I have a formula that uses floats. I’d like to make it float free, and use ints only. Ideas?

The float version:

variables:

Where num = 2300, bin will return 93

// convert mm to bin numbers
int convert() {
float mm;
float maxmm = 2.330;
float range = .003;
float jump = .004;
int maxl = 100;
mm = (float)num/1000;
float formula = round((((maxmm-(range/2.000))-mm)/jump));
int f;
f = (int)formula;
int bin = maxl-f;
return bin;
}

You have to decide on the precision you want, and then multiply everything by that.

So, let's say you want a 3 decimal precision - you'd pick a multiply factor of 1000.

Representing 9 would be 9000. Representing 0.004 would be 4.

Then, at the end, divide the whole answer by the scaling factor.

// convert mm to bin numbers
int convert(int num) {
long convnum;
long mm;
int maxmm = 2330;
int range = 3;
int jump = 4;
long maxl = 100000;
convnum = num * 1000; // scale it
mm = num/1000; // Yes, this makes the previous line redundant - but only for a scaling of 1000.
long formula = (((maxmm-(range/2))-mm)/jump);
return formula/1000;
}

Of course, I don't know if this actually works, as I haven't tested it, but you get the idea (I hope)

float maxmm = 2.330;
float range = .003;
float jump = .004;
int maxl = 100;

If they are constants, you can calculate the result, then your formula will be easier.
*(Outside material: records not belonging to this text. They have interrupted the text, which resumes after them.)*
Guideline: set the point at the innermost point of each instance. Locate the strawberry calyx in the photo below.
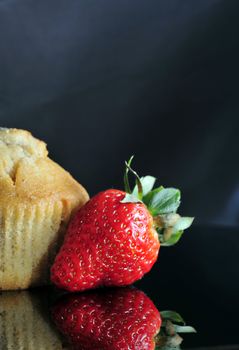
(161, 202)
(168, 337)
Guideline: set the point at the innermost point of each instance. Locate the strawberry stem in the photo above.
(126, 179)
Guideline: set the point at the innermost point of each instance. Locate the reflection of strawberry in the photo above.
(113, 320)
(117, 319)
(114, 239)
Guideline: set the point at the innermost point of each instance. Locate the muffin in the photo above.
(25, 324)
(37, 199)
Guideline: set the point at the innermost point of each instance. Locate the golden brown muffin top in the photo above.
(28, 175)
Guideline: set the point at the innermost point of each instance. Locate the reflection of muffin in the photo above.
(37, 198)
(24, 323)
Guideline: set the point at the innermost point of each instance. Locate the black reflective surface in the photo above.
(197, 278)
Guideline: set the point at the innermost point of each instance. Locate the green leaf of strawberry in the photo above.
(165, 201)
(147, 185)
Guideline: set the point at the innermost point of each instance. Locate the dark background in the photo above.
(101, 80)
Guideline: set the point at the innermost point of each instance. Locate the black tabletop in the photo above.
(198, 278)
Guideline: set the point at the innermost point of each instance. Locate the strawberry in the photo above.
(116, 319)
(114, 239)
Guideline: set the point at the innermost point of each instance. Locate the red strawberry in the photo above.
(114, 239)
(118, 319)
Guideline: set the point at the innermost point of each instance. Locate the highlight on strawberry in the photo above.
(114, 239)
(120, 319)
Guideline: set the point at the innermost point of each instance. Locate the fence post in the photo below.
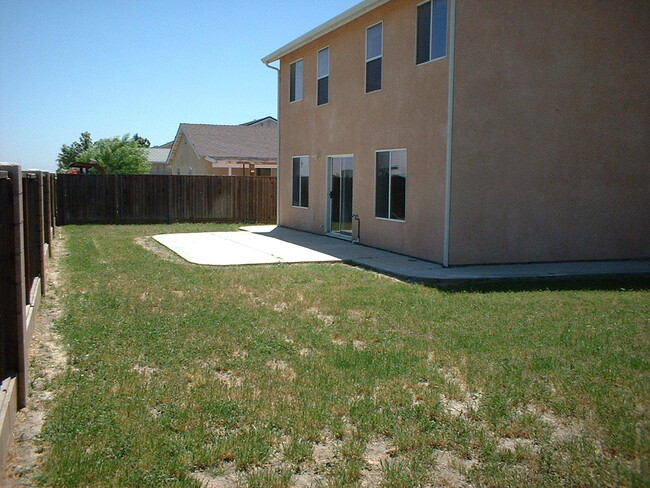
(47, 211)
(35, 227)
(12, 280)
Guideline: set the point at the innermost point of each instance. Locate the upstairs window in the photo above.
(390, 184)
(374, 52)
(323, 76)
(295, 81)
(431, 31)
(300, 182)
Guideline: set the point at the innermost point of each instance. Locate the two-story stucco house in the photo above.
(471, 132)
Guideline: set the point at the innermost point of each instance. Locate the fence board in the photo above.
(147, 199)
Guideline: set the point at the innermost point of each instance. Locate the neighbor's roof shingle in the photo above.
(233, 141)
(157, 154)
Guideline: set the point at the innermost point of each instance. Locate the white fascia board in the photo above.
(341, 19)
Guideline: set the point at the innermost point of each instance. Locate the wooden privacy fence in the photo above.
(27, 202)
(148, 199)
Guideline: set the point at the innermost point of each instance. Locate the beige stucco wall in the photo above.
(409, 112)
(551, 154)
(185, 158)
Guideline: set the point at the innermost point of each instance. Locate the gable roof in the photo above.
(230, 141)
(341, 19)
(157, 154)
(257, 121)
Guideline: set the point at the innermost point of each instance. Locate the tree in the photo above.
(70, 154)
(119, 155)
(141, 140)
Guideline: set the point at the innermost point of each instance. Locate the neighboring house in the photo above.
(265, 122)
(158, 158)
(471, 132)
(227, 150)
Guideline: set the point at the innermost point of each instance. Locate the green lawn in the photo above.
(330, 375)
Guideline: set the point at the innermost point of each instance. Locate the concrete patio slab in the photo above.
(271, 244)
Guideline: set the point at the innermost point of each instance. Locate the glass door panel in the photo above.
(341, 183)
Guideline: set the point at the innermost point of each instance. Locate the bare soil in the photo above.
(47, 360)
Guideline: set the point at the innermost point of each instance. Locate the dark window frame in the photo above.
(293, 80)
(374, 64)
(387, 206)
(431, 33)
(300, 182)
(322, 81)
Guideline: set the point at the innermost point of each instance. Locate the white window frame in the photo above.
(390, 184)
(302, 81)
(381, 55)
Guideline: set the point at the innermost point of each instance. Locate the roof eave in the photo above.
(341, 19)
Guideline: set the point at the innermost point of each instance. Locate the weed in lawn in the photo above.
(338, 377)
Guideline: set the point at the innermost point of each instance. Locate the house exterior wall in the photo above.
(159, 169)
(410, 111)
(551, 151)
(185, 158)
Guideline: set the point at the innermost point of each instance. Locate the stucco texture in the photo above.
(551, 155)
(410, 111)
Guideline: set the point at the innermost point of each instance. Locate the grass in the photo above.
(339, 376)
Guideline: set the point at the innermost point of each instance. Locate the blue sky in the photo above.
(110, 67)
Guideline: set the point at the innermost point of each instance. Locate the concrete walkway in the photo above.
(271, 244)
After that, you can multiply everything in order to eliminate decimals.

probably does not do what is intended. Working with integers requires a bit thinking about intermediate results, underflow and overflow. float arithmetics make us a bit lazy

jorgepl, different sections of the program have different constants based on what gear family you are testing (ok, so that kind of makes them variables, doesn’t it? My bad). You are still using floats in that formula.

I’ve attached the complete sketch so you can see how it’s being used. I’m trying to speed things up by eliminating float arithmatic, since I can put an int in, and get an int out.